If you are looking at the stdout/stderr spew from sample_camera then you are looking in the wrong place. It seems to be perfectly unaware that the underlying MIPI/CSI-2 ingress engine has gone off and whacked some memory address it is not permitted to access. You need to look at the CCPLEX output to see the SMMU fault.

Take the file tio-thor.txt and use your tool to demux the debug port capture on it. Look at the CCPLEX output.

you can also see the secondary impact in the file dmesg-tail.txt as it shows all of the failures logged after the fault that impact logged by nvethernet driver. Similarly the output of journactl-tail.txt shows the impact to ptp4l as well as the kernel logging from nvethernet.

The archive contains a file notes.txt that explain how the data was collected.

Since the output of sample_camera is captured with tee on a single command line, when CTRL-C is issued to the shell it delivers the signal to both sample_camera and tee so the output of sample_camera responding to the signal is likely just discarded. There is nothing particularly interesting here. All of the failure happened long before the shutdown sequence.

Dear @david.cattley ,
We ran sample_camera with V1SIM728MPRU4120ND1. Attaching the logs from our local test.
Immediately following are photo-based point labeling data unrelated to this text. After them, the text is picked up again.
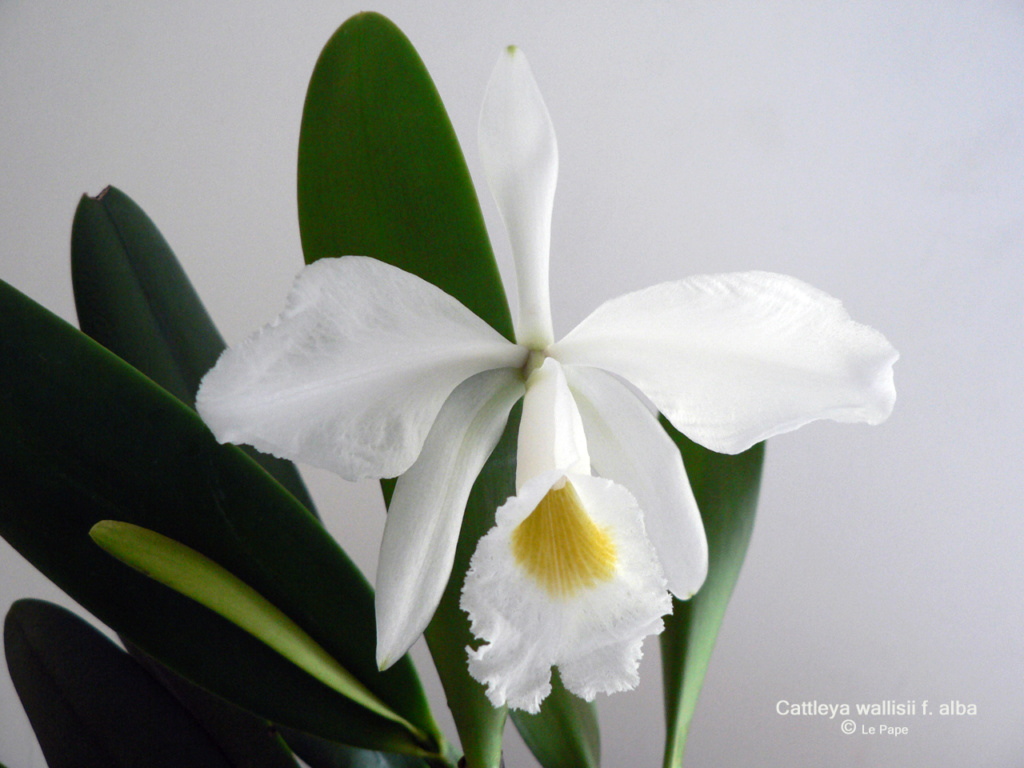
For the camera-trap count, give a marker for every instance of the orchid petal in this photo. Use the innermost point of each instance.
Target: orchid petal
(551, 434)
(628, 445)
(595, 634)
(353, 373)
(520, 162)
(732, 359)
(427, 508)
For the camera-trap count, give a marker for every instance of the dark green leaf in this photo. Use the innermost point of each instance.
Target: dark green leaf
(564, 732)
(90, 704)
(84, 437)
(247, 741)
(317, 753)
(726, 489)
(381, 173)
(480, 724)
(133, 297)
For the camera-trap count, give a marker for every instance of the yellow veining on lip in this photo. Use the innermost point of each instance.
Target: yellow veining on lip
(561, 547)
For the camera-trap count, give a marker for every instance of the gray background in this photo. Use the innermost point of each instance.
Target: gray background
(872, 150)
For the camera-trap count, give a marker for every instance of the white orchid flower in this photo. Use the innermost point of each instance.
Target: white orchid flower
(372, 372)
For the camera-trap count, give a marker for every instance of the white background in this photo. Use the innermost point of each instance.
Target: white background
(872, 150)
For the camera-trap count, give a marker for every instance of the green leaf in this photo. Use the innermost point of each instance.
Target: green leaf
(564, 732)
(320, 754)
(726, 489)
(381, 173)
(246, 740)
(480, 725)
(133, 297)
(199, 578)
(85, 437)
(89, 702)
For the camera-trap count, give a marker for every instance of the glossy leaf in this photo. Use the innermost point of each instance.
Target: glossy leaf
(480, 724)
(199, 578)
(381, 172)
(133, 297)
(726, 491)
(246, 740)
(564, 732)
(89, 702)
(85, 437)
(317, 753)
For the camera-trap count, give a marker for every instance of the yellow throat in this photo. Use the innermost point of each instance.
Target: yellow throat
(561, 547)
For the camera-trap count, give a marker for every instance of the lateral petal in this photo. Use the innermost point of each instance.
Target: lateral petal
(732, 359)
(427, 507)
(628, 445)
(352, 374)
(520, 162)
(526, 629)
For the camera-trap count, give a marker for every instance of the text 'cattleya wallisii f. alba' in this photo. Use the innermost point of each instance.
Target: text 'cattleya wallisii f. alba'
(372, 372)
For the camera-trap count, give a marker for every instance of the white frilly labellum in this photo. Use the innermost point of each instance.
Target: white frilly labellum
(594, 636)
We don’t see SMMU fault

Serial console log : ACM0 output.txt (120.5 KB)
Sample_camera log : sample_camera lraw log.txt (117.4 KB)
GUI output via VNC session :


Used configuration : "parameter": "camera-name=V1SIM728MPRU4120ND1,disable-custintf=1,disable-auth=1,interface=csi-ab,skip-eeprom=1,CPHY-mode=1,link=2,fifo-size=8,output-format=raw+processed,async-record=1,deserializer=MAX96724_Fusa_nv,file-buffer-size=16777216,format=lraw",

Thanks for the update.

I see that the test was on CSI AB with a MAX96724 deserializer.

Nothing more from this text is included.